Sorry about that, Hauntiholik. I didn't intend it that way. Does it fix it if I chop off the business info at the bottom of the photo? I was lazy and just reused the photo from my website for the example. It should load as a non-branded version now.

The sign in the photo doesn't really advertise anything by itself. Without info about the shop it's associated with, it's just a decorative version of a common phrase and shows how the concepts passed around here can be adapted.

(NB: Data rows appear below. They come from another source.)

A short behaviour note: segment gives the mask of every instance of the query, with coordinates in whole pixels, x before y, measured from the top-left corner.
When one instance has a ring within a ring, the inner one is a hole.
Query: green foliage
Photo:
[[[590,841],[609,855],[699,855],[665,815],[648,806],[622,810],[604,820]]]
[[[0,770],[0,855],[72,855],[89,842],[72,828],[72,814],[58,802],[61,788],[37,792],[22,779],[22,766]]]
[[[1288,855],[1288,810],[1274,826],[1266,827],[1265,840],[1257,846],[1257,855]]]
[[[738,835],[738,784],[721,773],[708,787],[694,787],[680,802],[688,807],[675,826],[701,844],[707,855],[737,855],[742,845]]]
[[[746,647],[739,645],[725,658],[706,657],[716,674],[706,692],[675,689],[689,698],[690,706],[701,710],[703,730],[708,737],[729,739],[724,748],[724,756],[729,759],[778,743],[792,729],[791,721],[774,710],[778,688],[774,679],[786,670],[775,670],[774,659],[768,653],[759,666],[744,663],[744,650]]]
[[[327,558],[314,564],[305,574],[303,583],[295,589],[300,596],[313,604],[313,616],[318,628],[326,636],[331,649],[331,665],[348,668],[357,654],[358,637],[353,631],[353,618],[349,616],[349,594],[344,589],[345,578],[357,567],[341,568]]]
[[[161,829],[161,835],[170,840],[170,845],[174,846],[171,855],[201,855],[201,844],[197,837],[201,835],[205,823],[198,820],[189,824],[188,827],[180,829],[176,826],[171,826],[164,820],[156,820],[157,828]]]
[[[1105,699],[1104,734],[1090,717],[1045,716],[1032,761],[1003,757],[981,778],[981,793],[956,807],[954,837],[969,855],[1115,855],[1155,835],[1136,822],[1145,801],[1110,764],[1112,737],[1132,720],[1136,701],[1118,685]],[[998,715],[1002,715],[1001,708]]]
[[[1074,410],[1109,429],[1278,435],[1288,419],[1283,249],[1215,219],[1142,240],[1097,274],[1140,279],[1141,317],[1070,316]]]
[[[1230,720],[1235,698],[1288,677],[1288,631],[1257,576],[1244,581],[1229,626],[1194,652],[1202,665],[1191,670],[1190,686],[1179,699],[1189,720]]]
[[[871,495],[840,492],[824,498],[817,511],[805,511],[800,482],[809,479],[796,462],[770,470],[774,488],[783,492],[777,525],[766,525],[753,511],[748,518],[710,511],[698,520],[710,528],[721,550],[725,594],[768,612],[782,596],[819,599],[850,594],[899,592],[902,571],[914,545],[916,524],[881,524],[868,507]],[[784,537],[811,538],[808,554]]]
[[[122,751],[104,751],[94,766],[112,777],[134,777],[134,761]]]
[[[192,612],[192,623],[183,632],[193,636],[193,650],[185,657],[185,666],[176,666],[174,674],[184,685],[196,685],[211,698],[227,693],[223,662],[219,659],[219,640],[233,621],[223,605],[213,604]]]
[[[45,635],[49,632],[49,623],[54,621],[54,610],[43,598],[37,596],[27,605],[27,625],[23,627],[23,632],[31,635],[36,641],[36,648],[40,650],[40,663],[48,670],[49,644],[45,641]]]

The design of the stone would actually make a decent tombstone by itself. A speech bubble coming out of the grave has fun potential... Now you guys have made me add a new idea to the list of other things I need to make.


----------



## scareme (Aug 29, 2006)

The sign looks good CrazedLemming. That finish would make some nice looking stones for my crypt. I'll look you up when I start it, OK?


----------



## CrazedLemming (Oct 18, 2011)

The finish is whatever acrylic craft paints I grabbed at the store and some waterbased Rustoleum clear thinned down enough to be shot with a cheapo spray gun from harbor freight. The clear is really glossy which is nice for making a shiny retail sign, but I don't know how it would look on tombstones unless you're going for the modern polished look. (I plan to use it on one I want to make...if I ever get around to that project.)

This is the clear. https://www.rustoleum.com/CBGProduct.asp?pid=527


----------



## jaege (Aug 23, 2009)

I beg to differ...everyone needs tombstones!


----------



## scareme (Aug 29, 2006)

jaege said:


> I beg to differ...everyone needs tombstones!


At one time or another.


----------